Officials on Thursday announced a crackdown on illegal gun ownership – and Philadelphia is squarely in their crosshairs.
Two companion bills introduced in the state House by Rep. John Taylor (R-Phila) and the state Senate by Sen. Larry Farnese (D-Phila) would make illegal firearm ownership in Philadelphia a third-degree felony and mandate a two-year minimum jail sentence for offenders.
"It's like a laser that goes directly at those evildoers," District Attorney Seth Williams said. "That's what this legislation does."
Farnese said it "irks" him that politicians in Harrisburg are always willing to support funding for ammunition, cars and radios – "the tools as they say, so to speak, that law enforcement needs to do their jobs."
"But I'll tell you what law enforcement has told us," he continued.
"That just as important as those pieces of equipment are the legislative tools that they need to do their jobs and to make the streets safer for all of us. That's exactly what this legislation is combined to do."
Taylor said the law isn't a "gun bill" but a "crimefighting tool" desperately needed by Philadelphia police and prosecutors.
"We hear all the time in the gun debate about enforcing the rules we have," he said. "We are enhancing the rules that already exist."
When asked whether the Philadelphia prisons system can accommodate more inmates – its population has already swelled due to tougher firearm offenses sentences some local judges are doling out – Williams said the city will make room.
"We'll make sure there's special cheese sandwiches for these people," he said.
"If you carry a gun illegally, you're a person that wants to kill my daughters or my aunt. Yes, there will be a place in prison for them for two years."

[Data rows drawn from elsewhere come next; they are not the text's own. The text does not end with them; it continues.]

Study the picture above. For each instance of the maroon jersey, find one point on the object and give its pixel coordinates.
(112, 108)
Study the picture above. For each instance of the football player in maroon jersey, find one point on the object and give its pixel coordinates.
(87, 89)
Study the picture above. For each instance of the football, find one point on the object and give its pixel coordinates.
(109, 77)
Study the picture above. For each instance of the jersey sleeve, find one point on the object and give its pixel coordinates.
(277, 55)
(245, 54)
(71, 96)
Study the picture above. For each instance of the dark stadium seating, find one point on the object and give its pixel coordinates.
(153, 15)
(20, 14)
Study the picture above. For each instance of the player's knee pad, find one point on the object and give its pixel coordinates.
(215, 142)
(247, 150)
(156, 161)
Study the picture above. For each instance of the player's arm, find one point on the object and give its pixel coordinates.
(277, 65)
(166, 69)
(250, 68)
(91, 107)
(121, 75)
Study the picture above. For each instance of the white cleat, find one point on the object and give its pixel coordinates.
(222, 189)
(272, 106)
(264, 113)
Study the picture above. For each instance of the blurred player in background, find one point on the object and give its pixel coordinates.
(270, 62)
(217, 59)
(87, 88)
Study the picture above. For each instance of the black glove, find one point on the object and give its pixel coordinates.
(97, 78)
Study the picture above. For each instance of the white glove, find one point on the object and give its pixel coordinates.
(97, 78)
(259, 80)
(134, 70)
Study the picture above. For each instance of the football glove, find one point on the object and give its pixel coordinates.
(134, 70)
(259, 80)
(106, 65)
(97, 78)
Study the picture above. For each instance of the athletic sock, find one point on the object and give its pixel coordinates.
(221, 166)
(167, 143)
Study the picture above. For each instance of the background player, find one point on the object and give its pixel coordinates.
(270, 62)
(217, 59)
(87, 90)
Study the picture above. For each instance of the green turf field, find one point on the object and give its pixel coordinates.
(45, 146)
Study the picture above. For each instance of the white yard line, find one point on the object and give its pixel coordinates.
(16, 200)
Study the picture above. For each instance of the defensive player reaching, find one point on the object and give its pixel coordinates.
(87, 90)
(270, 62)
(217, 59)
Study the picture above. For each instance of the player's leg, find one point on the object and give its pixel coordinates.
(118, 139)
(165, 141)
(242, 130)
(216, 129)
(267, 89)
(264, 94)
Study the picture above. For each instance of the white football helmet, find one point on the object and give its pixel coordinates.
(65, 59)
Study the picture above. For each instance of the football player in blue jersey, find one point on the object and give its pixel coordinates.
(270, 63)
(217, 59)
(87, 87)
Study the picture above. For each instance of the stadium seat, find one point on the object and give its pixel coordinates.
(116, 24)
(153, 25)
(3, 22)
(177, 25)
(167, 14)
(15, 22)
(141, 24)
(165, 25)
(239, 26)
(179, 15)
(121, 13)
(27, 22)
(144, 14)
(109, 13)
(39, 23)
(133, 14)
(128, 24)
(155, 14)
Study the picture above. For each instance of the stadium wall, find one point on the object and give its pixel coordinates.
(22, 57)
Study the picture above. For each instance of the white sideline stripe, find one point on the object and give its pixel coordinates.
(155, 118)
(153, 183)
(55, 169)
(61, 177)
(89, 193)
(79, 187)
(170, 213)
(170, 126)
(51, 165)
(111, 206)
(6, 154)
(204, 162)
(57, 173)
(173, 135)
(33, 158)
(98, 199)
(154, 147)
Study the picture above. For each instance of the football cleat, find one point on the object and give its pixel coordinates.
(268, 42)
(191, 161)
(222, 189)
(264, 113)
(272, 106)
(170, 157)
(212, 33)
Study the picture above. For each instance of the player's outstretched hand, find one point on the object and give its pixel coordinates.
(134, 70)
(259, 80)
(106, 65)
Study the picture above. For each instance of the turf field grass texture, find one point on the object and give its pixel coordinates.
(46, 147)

Legislators said pushing the bill through won't be easy, but state Rep. Mark Cohen (D-Phila) – who said he supports the law, but is not currently a cosponsor – marveled at its bipartisan nature and specific scope.
"It's so narrowly and brilliantly targeted," he said. "That's is why it's a very, very serious legislative proposal with an excellent change of passage."
20%. The drop in NYC's homicide rate the year after the law's passage.
414. People were murdered in NYC last year.
65%. Of those homicides were committed with a gun.
334. People were murdered in Philadelphia last year.
85%. Of those homicides were committed with a gun.
Zero. Of Philadelphia's homicides by gun were committed with a legally obtained and registered firearm, Williams said.